In the optimal formation stage of DIANA grouping system, the GA works as follows: 1. Start with a randomly generated population based on the result of classification stage. 2. Calculate the fitness of each chromosome in the population.

3. Randomly select two chromosomes and check if the fitness becomes greater after crossover. If it becomes greater, do crossover; else do mutation with probability 0.001.

4. Replace the current population with the new population. 5. Go to step 2.

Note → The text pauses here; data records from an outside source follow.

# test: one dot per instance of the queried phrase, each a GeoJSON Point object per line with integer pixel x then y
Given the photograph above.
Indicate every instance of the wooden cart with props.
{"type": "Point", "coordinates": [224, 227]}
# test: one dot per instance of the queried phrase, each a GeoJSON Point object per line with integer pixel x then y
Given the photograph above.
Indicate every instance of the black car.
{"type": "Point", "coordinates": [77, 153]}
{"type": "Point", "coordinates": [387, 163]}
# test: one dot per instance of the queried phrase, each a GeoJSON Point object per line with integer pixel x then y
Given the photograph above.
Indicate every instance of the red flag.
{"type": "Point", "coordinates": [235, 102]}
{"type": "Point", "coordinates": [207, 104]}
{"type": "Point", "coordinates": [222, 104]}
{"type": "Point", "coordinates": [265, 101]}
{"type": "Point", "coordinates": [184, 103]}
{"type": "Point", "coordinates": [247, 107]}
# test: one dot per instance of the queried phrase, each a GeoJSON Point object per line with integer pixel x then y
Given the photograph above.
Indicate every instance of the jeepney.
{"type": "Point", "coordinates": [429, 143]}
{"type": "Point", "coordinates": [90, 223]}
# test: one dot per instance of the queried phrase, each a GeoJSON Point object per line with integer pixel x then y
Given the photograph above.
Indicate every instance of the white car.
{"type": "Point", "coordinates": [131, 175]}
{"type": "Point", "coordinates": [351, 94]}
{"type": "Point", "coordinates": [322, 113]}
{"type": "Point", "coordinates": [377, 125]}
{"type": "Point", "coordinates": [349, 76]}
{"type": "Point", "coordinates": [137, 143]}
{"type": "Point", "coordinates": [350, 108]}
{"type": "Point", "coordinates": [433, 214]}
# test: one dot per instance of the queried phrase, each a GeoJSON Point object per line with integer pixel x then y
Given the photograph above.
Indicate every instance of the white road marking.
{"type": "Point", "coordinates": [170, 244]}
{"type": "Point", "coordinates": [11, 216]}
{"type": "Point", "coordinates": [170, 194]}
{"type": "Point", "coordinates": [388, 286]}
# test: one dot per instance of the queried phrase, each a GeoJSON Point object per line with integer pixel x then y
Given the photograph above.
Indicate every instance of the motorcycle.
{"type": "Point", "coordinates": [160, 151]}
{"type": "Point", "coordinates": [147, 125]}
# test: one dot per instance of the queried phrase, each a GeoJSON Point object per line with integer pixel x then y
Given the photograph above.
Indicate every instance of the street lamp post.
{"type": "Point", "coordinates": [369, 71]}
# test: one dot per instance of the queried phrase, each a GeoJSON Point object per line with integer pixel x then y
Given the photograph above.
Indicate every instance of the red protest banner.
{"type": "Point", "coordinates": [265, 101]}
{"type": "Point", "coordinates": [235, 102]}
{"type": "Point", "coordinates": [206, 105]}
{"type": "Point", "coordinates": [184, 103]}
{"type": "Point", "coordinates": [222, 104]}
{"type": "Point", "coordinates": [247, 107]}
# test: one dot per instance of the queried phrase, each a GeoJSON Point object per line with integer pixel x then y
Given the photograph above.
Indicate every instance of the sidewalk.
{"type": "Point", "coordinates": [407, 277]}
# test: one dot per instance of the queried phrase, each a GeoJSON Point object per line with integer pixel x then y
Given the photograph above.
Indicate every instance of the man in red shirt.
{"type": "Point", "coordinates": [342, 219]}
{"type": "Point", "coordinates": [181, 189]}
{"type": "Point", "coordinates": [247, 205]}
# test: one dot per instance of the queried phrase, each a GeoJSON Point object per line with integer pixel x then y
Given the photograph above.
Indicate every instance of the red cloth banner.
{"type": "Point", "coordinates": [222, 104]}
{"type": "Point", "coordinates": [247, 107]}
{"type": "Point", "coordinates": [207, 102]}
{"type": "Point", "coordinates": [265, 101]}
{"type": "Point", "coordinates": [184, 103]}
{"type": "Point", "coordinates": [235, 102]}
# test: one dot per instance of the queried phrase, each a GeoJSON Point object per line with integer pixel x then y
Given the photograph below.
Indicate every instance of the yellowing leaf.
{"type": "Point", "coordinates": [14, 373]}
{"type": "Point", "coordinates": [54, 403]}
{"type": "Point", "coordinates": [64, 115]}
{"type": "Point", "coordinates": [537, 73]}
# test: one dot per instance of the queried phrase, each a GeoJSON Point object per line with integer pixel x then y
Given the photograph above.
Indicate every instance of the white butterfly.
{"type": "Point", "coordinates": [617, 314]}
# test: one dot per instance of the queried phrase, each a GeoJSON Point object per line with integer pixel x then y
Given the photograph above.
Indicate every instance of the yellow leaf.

Each iteration of this process is called a generation. In this study, we set generation size as 500. The previous RMHC method used distance to represent within-group difference would lead to greedy algorithm. Therefore, it forms the most heterogeneous group and many other non-heterogeneous groups, so that in general it destroys the global grouping performance. Although this modified DIANA algorithm seems like hill-claiming, it does not fall into local optimal. DIANA method can not generate the most heterogeneous groups, but it keeps all groups in similar degree of heterogeneity and prevents extreme homogeneous grouping.

Then an experiment was conducted to examine the grouping effect produced by DIANA system compared with random assigned groups. The research questions are listed as follows.

Research Questions

1. Which groups, heterogeneous or random, perform better in cooperative learning?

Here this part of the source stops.